Lets start from page by page serialization.
template<typename T, int PageCount = 1024, int PageSize = 1024>
struct Storage
{
template<typename int (T::* Serializer)(char*)>
void Serialize(char* Buffer)
{
for (const auto& Page : _Pages)
for (const auto& Object : Page)
Buffer += (Object.*Serializer)(Buffer);
}
}
Page by page serialization takes 1015 milliseconds.
It is going to be my baseline.
Lets do the same, but with parallel_for
iterating over pages of objects:
template<typename T, int PageCount = 1024, int PageSize = 1024>
struct Storage
{
void SerializeParallel(char* Buffer)
{
std::for_each(std::execution::par_unseq, _Pages.data(), _Pages.data() + PageCount, [&](const std::vector<T>& Page)
{
const int Index = &Page - _Pages.data();
char* LocalBuffer = Buffer + (Index * PageSize * T::SerializedSize);
for (const auto& Object : Page)
LocalBuffer += (Object.*Serializer)(LocalBuffer);
});
}
}
As you can see there’s no dynamic memory allocation happening. The buffer is preallocated before calling SerializeParallel
.
Serializing pages in parallel takes 561 milliseconds.

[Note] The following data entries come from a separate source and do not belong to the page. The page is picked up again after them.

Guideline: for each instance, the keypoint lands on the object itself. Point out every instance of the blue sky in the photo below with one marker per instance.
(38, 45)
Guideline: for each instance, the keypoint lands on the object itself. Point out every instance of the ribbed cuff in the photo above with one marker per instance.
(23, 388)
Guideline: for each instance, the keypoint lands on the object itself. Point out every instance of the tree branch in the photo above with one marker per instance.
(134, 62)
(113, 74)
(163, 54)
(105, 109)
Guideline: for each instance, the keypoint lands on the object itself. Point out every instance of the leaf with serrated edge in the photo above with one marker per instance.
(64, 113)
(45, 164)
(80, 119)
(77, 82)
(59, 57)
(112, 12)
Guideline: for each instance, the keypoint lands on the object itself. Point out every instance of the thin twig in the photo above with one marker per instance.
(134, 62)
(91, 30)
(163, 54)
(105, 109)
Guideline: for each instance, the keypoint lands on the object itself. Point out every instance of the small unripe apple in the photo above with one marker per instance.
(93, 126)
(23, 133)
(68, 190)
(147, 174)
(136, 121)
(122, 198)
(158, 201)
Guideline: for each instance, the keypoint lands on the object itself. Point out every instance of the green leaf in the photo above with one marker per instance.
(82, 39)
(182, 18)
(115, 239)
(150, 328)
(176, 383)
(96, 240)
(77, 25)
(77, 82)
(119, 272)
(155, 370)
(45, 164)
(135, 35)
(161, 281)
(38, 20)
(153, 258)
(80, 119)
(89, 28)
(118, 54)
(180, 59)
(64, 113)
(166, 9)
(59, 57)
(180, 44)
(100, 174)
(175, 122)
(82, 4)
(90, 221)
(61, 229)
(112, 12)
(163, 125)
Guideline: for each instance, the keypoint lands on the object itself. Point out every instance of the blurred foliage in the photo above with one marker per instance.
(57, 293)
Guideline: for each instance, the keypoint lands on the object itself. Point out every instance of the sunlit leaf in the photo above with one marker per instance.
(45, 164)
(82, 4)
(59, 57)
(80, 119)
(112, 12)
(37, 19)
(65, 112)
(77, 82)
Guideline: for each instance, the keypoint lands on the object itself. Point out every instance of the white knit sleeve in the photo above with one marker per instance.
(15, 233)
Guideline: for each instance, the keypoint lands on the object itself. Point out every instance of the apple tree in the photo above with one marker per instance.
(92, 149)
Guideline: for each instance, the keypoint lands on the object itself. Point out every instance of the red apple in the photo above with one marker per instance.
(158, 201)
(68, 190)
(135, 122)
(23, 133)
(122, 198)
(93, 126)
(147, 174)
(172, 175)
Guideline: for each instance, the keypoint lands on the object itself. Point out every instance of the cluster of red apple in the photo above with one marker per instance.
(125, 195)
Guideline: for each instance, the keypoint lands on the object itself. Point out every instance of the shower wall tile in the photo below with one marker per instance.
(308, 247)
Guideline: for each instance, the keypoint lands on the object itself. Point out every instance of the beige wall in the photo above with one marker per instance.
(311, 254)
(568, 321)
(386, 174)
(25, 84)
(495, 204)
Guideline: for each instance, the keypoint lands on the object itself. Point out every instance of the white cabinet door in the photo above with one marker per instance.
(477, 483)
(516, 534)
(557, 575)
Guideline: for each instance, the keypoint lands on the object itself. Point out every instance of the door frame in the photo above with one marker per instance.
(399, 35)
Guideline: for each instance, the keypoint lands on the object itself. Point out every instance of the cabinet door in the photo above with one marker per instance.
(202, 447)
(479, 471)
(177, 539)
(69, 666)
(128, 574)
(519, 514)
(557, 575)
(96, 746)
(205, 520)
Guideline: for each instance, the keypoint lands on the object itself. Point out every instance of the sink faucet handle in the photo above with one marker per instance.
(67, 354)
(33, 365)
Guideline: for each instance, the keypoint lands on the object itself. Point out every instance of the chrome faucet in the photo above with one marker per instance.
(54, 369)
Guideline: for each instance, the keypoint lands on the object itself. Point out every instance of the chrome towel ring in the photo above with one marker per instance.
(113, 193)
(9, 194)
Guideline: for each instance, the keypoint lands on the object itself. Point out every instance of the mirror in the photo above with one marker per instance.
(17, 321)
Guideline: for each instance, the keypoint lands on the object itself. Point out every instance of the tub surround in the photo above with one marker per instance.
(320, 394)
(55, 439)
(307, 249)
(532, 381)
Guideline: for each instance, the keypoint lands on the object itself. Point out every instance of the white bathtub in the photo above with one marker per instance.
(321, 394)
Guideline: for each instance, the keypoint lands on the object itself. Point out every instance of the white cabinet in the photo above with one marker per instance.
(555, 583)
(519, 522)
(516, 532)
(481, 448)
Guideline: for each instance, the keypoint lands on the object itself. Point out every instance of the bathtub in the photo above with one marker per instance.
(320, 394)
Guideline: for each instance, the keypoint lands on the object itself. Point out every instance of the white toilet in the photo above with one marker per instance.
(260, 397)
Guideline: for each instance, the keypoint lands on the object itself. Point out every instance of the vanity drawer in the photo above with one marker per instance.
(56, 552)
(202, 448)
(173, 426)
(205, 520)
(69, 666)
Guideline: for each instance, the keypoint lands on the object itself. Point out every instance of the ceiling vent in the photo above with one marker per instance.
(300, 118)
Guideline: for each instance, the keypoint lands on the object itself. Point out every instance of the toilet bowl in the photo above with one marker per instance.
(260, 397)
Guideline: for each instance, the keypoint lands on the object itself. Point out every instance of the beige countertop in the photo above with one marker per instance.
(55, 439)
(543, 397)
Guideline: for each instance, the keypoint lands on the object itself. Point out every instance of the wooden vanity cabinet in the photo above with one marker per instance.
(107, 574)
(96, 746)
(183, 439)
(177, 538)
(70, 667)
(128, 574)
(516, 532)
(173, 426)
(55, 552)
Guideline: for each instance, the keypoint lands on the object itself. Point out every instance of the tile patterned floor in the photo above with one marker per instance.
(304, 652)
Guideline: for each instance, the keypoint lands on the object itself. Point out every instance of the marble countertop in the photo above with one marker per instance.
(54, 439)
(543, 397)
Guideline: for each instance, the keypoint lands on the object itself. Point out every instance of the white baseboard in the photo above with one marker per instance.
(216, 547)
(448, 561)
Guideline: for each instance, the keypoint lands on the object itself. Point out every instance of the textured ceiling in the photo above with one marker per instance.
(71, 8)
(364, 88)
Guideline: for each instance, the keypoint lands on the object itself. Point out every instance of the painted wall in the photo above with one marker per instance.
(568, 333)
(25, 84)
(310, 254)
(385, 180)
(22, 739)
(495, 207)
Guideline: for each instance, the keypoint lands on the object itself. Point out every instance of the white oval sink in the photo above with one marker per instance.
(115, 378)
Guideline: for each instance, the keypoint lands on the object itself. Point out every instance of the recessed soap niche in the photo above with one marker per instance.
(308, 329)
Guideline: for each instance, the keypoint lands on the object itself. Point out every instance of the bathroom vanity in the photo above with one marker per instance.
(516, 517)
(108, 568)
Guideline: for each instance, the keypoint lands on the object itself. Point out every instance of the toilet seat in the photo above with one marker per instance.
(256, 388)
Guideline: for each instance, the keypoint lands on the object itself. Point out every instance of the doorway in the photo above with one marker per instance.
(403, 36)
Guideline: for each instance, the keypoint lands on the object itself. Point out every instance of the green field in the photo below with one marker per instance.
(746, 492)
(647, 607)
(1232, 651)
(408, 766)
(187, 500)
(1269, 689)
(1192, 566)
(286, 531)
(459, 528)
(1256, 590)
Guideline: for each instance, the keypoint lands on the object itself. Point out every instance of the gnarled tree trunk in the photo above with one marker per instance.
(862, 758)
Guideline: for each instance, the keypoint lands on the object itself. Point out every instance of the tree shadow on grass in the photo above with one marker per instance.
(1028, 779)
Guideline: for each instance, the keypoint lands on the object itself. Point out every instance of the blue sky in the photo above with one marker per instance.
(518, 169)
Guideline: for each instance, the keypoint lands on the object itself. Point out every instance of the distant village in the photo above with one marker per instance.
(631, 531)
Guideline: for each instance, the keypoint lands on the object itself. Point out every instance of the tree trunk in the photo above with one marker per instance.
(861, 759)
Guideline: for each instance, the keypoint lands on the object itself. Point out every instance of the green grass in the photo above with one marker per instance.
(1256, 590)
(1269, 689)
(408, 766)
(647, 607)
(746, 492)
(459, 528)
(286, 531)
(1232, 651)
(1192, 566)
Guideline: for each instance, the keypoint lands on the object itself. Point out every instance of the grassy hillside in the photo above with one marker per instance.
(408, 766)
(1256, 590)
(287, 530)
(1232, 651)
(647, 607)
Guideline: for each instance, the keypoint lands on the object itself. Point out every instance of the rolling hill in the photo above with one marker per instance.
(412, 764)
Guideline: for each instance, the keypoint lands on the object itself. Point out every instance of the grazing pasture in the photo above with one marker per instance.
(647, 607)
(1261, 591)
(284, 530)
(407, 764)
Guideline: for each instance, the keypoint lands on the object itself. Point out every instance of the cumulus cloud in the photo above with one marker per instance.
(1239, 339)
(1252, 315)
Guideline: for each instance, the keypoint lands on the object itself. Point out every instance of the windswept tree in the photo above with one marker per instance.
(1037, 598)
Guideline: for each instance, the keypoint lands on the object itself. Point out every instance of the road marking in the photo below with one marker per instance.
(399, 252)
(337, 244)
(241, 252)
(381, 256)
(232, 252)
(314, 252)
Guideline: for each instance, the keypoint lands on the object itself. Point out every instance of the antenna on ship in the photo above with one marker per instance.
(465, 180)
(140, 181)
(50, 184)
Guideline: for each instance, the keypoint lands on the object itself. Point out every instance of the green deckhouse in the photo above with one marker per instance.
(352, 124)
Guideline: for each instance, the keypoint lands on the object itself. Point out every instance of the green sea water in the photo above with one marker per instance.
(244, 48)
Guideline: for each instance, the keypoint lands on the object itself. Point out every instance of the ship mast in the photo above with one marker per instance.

Better than the baseline, but given I’m running this on Intel i7-8750H with 12 logical cores available, it’s far from what I expected. I’m going to take a closer look at what the program is actually doing when serializing in parallel.
Starting from the thread utilization:
This doesn’t look good. There are lots of bubbles, where threads seem to idle or wait. I’m diving into call stacks to see where the bubbles come from just to find this:
It looks that sprintf
under the hood calls a _free_dbg
which in turn triggers synchronization due to a lock. In the above screenshot the lock consumed 15 milliseconds! How many of those does the code hit?
A lot. Lets look at the numbers:
It seems that the serialization code spends 336 ms in locks (__acrt_lock
). It is 60% time of Foo::SerializeAsText
. Those numbers are crazy.
Calls to _free_dbg
mean that sprintf
probably dynamically allocates memory in some cases. I don’t think it does in this situation, because there are no corresponding calls to malloc
. So why does it even show in the profiler? I guess because the caller assumes that calling free
with a nullptr
is a no-op (does nothing). But is it?
Let’s look into the Windows SDK code (10.0.19041.0):
// free.cpp
extern "C" _CRT_HYBRIDPATCHABLE __declspec(noinline) void __cdecl free(void* const block)
{
#ifdef _DEBUG
_free_dbg(block, _NORMAL_BLOCK);
#else
_free_base(block);
#endif
}
// debug_heap.cpp
extern "C" __declspec(noinline) void __cdecl _free_dbg(void* const block, int const block_use)
{
__acrt_lock(__acrt_heap_lock);
__try
{
int const actual_use{block_use == _UNKNOWN_BLOCK && block != nullptr
? header_from_block(block)->_block_use
: block_use};
free_dbg_nolock(block, actual_use);
}
__finally
{
__acrt_unlock(__acrt_heap_lock);
}
}
// free_base.cpp
extern "C" void __declspec(noinline) __cdecl _free_base(void* const block)
{
if (block == nullptr)
{
return;
}
if (!HeapFree(select_heap(block), 0, block))
{
errno = __acrt_errno_from_os_error(GetLastError());
}
}
Calling free(0)
in release actually is a no-op, but in debug it evaluates to a _free_dbg
which always locks, regardless of the argument. I’ve found a thread on Visual Studio Developer Community, where someone raised it as an issue two years ago. Hopefully it’ll be fixed one day.
Getting back to the serialization – I am not going to fix sprintf
so that it doesn’t allocate memory, but there are bunch of alternatives out there. I’ve found nanoprintf from Charles Nicholson to be a good replacement. It’s a single header, lightweight implementation and does not allocate memory.
After replacing sprintf
with npf_snprintf
the profiler produces this output:

Thread utilization also looks nicer:

To sum this up – dynamic allocations in parallel execution are bad for performance as they lead to thread synchronization. You should strive to use preallocated memory and even then profile your code regularly to spot potential locks coming out of external libraries.
You should also be careful about overusing printf-family functions in parallel code, as they might allocate memory and will always make a call to free
(even with a nullptr
) which currently triggers a lock on Windows when compiling in debug configuration.